* [BUG -next] WARNING: kernel/printk/printk_ringbuffer.c:1278 at get_data+0xb3/0x100
@ 2025-11-13 0:52 Paul E. McKenney
2025-11-13 7:37 ` Petr Mladek
0 siblings, 1 reply; 3+ messages in thread
From: Paul E. McKenney @ 2025-11-13 0:52 UTC (permalink / raw)

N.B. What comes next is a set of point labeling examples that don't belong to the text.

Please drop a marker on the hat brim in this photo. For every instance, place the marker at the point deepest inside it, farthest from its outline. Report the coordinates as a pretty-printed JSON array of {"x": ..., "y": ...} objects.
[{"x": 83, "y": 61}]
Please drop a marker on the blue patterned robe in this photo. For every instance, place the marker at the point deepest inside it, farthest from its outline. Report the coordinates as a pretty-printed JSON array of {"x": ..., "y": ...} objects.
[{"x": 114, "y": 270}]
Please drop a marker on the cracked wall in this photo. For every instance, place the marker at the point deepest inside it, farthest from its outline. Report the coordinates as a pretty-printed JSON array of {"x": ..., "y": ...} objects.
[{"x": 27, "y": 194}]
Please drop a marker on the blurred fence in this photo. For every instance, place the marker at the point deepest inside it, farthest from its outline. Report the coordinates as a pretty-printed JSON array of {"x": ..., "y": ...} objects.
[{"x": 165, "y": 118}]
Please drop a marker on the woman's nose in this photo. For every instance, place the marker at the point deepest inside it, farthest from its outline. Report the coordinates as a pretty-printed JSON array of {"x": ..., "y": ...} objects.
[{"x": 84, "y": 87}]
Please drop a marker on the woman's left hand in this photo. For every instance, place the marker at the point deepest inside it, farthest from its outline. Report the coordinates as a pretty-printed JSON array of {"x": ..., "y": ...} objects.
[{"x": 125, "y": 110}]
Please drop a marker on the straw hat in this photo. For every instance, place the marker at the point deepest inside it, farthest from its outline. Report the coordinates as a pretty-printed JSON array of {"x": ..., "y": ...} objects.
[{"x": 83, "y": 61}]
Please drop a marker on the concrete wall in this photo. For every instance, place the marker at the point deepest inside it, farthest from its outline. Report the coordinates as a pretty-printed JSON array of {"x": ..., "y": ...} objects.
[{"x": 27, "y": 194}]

To: linux-kernel, linux-next
Cc: d-tatianin, pmladek, john.ogness, sfr, rostedt, senozhatsky
Hello!
Some rcutorture runs on next-20251110 hit the following error on x86:
WARNING: kernel/printk/printk_ringbuffer.c:1278 at get_data+0xb3/0x100, CPU#0: rcu_torture_sta/63
This happens in about 20-25% of the rcutorture runs, and is the
WARN_ON_ONCE(1) in the "else" clause of get_data(). There was no
rcutorture scenario that failed to reproduce this bug, so I am guessing
that the various .config files will not provide useful information.
Please see the end of this email for a representative splat, which is
usually rcutorture printing out something or another. (Which, in its
defense, has worked just fine in the past.)
Bisection converged on this commit:
67e1b0052f6b ("printk_ringbuffer: don't needlessly wrap data blocks around")
Reverting this commit suppressed (or at least hugely reduced the
probability of) the WARN_ON_ONCE().
The SRCU-T, SRCU-U, and TREE09 scenarios hit this most frequently at
about double the base rate, but are CONFIG_SMP=n builds. The RUDE01
scenario was the most productive CONFIG_SMP=y scenario. Reproduce as
follows, where "N" is the number of CPUs on your system divided by three,
rounded down:
tools/testing/selftests/rcutorture/bin/kvm.sh --allcpus --duration 5 --configs "N*RUDE01"
Or if you can do CONFIG_SMP=n, the following works, where "N" is the
number of CPUs on your system:
tools/testing/selftests/rcutorture/bin/kvm.sh --allcpus --duration 5 --configs "N*SRCU-T"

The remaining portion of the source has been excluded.